Planning, Peacebuilding, and Unruly Sites of Repair in Rwanda
Lecture by Delia Wendel, the Spaulding Career Development Assistant Professor in Urban Studies and International Development at MIT. Her interdisciplinary work draws together Urban Studies, Architectural History, Cultural Geography, and Anthropology to explore peacebuilding after protracted violence. Current research builds from ten years of work in Rwanda and informs two book manuscripts in progress. Rwanda’s Genocide Heritage (forthcoming, Duke University Press) explores relationships between genocide memory, justice, and sovereignty in the context of nascent human rights practice in the Global South.

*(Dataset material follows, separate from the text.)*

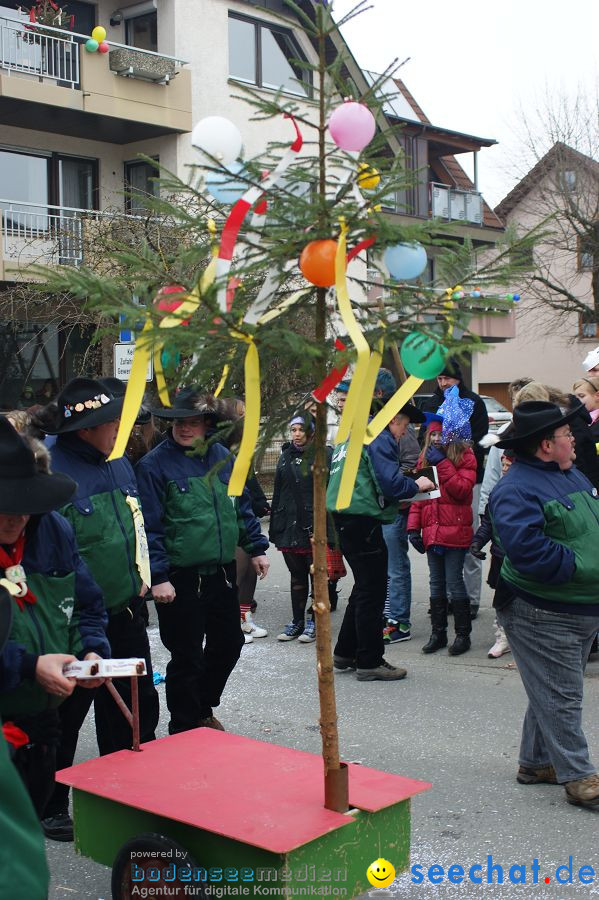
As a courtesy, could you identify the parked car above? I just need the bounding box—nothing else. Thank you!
[481,395,512,432]
[412,393,435,411]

The Ethics of Stability analyzes post-genocide peacebuilding as a socio-spatial endeavor; one that is defined and challenged in the design of homes, settlements, and civic space. At MIT, Wendel directs the Planning for Peace collective and the CAST and Mellon Foundation funded “Memory Atlas for Repair” project.

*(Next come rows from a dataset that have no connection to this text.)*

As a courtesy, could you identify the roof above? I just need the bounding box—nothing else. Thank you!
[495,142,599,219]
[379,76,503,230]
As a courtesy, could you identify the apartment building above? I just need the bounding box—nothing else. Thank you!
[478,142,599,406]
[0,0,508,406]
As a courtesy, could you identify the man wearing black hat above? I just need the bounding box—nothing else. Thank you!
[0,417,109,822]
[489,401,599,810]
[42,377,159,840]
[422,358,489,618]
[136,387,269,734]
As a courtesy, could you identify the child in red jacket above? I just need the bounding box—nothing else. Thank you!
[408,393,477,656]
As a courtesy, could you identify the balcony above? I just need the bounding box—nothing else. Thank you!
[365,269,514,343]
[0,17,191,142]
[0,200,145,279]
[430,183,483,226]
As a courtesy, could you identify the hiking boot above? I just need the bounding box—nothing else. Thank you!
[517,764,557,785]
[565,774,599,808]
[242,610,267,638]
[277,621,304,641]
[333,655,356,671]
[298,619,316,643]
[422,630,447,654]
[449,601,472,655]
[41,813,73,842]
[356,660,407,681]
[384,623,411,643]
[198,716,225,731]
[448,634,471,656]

After the 1994 genocide in Rwanda, the government employed architecture and planning to “build” peace. Those strategies were wide-ranging and included memorialization, cohabitation, relocation, and settlement modernization. Reflecting on the intentions and impacts of those peacebuilding projects offers a unique vantage of repair; one that connects lived experiences to efforts in restitution. This talk will focus on one of those peacebuilding practices: the first genocide memorials in the country that preserved killing sites to maintain evidence of crimes for public viewing. I conceptualize those efforts as “trauma heritage”: practices that spatialize memories of violence that have been systematically marginalized or hidden. Trauma heritage are sites of truth-telling that aim to enact change in the contexts of impunity and gross negligence that they resist. But they are inordinately hard to see, both for those who are close and at a distance. This talk will engage the tensions inherent to trauma heritage in Rwanda and their potential as sites of repair. It will also situate those engagements in memory justice activism as unexceptional: as part of a larger “era of trauma heritage” emerging from the Global South in the late 20th century, continuing today.